O mundo ao redor tinha mãos frias com dedos longos que acariciavam o corpo imóvel de L. Aos poucos ele foi tomando consciência de si, e a escuridão já não parecia mais tão silenciosa. Ele apoiou as mãos num chão indiscernível e levantou a cabeça e o que pode do tronco. Ele entendia que a sua face estava voltado para o “chão”, e que acima de suas costas estava o teto, o céu, ou seja lá o que houvesse para cima. Entendia que havia um lado esquerdo e um direito. E mesmo assim ele sentia como se nada ao seu redor fosse de fato “cima” ou “baixo”. Era uma estranha desorientação que enchia seus sentidos, mas escapava da sua razão. Lembrou-se dos astronautas em microgravidade, dele mesmo no fundo de uma piscina. Tinha doze anos.

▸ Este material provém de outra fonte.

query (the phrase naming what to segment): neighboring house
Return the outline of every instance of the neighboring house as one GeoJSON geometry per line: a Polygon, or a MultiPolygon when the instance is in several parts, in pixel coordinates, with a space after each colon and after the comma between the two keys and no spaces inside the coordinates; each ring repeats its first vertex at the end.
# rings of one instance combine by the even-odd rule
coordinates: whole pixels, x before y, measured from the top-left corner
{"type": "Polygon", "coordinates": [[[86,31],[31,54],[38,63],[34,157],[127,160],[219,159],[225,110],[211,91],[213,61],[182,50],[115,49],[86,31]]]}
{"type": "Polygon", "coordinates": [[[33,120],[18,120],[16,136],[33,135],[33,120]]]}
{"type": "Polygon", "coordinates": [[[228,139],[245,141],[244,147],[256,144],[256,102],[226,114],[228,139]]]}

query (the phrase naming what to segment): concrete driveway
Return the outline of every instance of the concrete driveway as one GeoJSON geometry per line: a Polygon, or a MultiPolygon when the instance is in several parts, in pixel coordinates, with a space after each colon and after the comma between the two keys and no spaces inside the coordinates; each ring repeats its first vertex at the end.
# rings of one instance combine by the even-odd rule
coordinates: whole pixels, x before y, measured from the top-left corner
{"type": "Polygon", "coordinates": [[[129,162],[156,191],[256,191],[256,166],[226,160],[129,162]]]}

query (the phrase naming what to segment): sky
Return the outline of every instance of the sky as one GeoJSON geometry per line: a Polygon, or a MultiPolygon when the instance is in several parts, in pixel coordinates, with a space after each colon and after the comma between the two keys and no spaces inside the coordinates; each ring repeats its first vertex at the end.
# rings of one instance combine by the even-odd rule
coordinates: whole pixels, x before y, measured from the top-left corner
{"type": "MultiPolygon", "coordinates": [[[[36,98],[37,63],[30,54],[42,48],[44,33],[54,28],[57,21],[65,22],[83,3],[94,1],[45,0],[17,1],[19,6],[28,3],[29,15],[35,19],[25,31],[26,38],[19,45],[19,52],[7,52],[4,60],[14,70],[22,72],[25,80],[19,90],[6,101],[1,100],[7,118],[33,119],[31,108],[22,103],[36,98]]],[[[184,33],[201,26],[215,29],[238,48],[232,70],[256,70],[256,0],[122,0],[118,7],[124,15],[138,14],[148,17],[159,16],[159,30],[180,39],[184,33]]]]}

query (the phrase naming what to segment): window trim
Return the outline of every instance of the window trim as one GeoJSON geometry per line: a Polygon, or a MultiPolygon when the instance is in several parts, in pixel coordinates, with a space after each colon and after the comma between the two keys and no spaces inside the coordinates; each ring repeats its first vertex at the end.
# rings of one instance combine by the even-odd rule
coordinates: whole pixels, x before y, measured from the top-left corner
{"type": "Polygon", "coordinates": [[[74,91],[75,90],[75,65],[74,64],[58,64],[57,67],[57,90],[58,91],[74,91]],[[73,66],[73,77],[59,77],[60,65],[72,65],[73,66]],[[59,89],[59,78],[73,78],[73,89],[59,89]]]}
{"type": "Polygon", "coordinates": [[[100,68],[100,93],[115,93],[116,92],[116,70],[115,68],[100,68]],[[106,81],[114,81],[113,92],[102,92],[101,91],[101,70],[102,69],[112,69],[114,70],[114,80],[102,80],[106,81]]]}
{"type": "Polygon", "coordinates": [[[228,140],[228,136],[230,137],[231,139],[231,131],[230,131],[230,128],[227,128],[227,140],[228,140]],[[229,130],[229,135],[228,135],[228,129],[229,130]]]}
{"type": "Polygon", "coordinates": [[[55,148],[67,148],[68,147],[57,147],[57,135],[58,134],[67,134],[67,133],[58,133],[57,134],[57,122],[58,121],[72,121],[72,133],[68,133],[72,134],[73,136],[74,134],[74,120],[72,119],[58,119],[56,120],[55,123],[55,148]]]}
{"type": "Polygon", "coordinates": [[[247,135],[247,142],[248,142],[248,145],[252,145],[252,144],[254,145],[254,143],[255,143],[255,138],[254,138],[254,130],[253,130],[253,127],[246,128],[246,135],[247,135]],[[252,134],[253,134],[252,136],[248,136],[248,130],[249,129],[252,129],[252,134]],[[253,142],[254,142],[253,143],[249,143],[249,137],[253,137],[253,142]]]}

A calma era imensa, e havia o silêncio. Ele gostava de fazer isso com os olhos fechados, sentir a água, a sensação de ausência de peso, e a massagem ao redor do seu corpo. Isso ele sabia que era ilusão, não tinha como sentir a água parada massageando seu corpo. Mas gostava de pensar que era assim, como se umas mãos invisíveis estivessem ao seu redor. Lastimava o bronquite e a pouca capacidade pulmonar. Se pudesse escolher um superpoder, seria o de permanecer indefinidamente sob a água. A tia algumas vezes já o flagrara imóvel no fundo da piscina. E o seu mundo aquático era perturbado por um tio, um primo, um vizinho. Houve tempo em que proibiram sua entrada ali sozinho, mas ele sempre dava um jeito de burlar as regras da tia.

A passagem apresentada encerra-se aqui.